Web scraping NFL data into Stata
The nfl2stata command no longer works due to website changes.
Football season is around the corner, and I could not be more excited. We have a pretty competitive StataCorp fantasy football league. I’m always looking for an edge in our league, so I challenged one of our interns, Chris Hassell, to write a command to web scrape http://www.nfl.com for data on the NFL. The new command is nfl2stata. To install the command, type
net install http://www.stata.com/users/kcrow/nfl2stata, replace
With this new command, you can easliy find the running backs who had the most touchdowns last season,
. nfl2stata player "running back", season(2017) clear 177 observation(s) loaded . gsort -touchdowns -yards . list name team touchdowns in 1/10 +-------------------------------------+ | name team touchd~s | |-------------------------------------| 1. | Todd Gurley LA 13 | 2. | Mark Ingram NO 12 | 3. | Le'Veon Bell PIT 9 | 4. | Jordan Howard CHI 9 | 5. | Leonard Fournette JAX 9 | |-------------------------------------| 6. | Kareem Hunt KC 8 | 7. | Melvin Gordon LAC 8 | 8. | Carlos Hyde SF 8 | 9. | Latavius Murray MIN 8 | 10. | Alvin Kamara NO 8 | +-------------------------------------+
You can find the top-5 field goal kickers (by field goals made) from last season.
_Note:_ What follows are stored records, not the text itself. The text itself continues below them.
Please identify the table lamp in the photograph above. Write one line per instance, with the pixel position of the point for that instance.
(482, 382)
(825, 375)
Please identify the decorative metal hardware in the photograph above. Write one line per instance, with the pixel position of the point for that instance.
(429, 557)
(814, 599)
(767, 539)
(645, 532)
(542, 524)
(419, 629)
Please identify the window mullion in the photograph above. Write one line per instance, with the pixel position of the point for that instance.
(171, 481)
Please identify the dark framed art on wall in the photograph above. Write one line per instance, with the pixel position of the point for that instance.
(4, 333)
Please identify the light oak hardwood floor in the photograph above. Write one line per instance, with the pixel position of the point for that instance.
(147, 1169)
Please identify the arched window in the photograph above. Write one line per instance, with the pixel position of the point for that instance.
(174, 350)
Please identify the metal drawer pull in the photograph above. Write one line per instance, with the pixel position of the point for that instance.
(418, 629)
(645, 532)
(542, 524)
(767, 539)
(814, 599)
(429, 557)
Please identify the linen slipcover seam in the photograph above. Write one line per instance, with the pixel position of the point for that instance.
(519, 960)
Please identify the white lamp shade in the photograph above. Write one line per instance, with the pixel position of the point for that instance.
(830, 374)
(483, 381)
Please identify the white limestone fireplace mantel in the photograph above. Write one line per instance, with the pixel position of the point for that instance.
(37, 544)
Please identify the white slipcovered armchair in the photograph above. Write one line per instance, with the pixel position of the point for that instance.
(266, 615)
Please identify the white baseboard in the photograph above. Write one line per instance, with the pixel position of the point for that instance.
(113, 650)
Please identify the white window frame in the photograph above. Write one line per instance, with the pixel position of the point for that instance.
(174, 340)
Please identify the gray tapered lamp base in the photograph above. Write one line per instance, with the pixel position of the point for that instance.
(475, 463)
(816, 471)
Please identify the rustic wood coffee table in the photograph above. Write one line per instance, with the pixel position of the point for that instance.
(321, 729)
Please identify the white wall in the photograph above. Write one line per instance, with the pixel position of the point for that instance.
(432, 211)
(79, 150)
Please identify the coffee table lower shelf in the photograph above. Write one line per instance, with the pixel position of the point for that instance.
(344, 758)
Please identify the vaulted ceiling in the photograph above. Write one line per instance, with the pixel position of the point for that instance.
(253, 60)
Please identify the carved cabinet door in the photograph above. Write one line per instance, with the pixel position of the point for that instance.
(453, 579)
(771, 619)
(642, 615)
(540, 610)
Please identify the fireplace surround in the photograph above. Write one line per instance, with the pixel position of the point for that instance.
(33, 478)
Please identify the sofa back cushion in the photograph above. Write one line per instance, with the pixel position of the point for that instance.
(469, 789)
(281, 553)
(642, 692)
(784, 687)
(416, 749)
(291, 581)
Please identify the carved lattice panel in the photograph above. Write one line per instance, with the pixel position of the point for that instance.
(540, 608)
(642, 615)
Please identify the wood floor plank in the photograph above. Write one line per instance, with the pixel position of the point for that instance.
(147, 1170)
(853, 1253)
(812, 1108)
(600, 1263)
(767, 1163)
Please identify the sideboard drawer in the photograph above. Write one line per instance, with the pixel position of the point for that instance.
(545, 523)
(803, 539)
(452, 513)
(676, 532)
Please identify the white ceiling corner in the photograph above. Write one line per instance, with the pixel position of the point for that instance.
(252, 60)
. nfl2stata player "field goal kicker", season(2017) clear 54 observation(s) loaded . list name team fieldgoalsmade in 1/5 +--------------------------------------+ | name team f~lsmade | |--------------------------------------| 1. | Robbie Gould SF 39 | 2. | Greg Zuerlein LA 38 | 3. | Harrison Butker KC 38 | 4. | Stephen Gostkowski NE 37 | 5. | Ryan Succop TEN 35 | +--------------------------------------+
You can generate a graph of the top passing leaders from last regular season.
. nfl2stata player quarterback, season(2017) seasontype(reg) clear 71 observation(s) loaded . graph bar (asis) yards if yards >= 4000, exclude0 /// over(name, sort(yards) descending label(angle(forty_five) labsize(small))) /// blabel(bar) title(2017 Passing Yard Leaders)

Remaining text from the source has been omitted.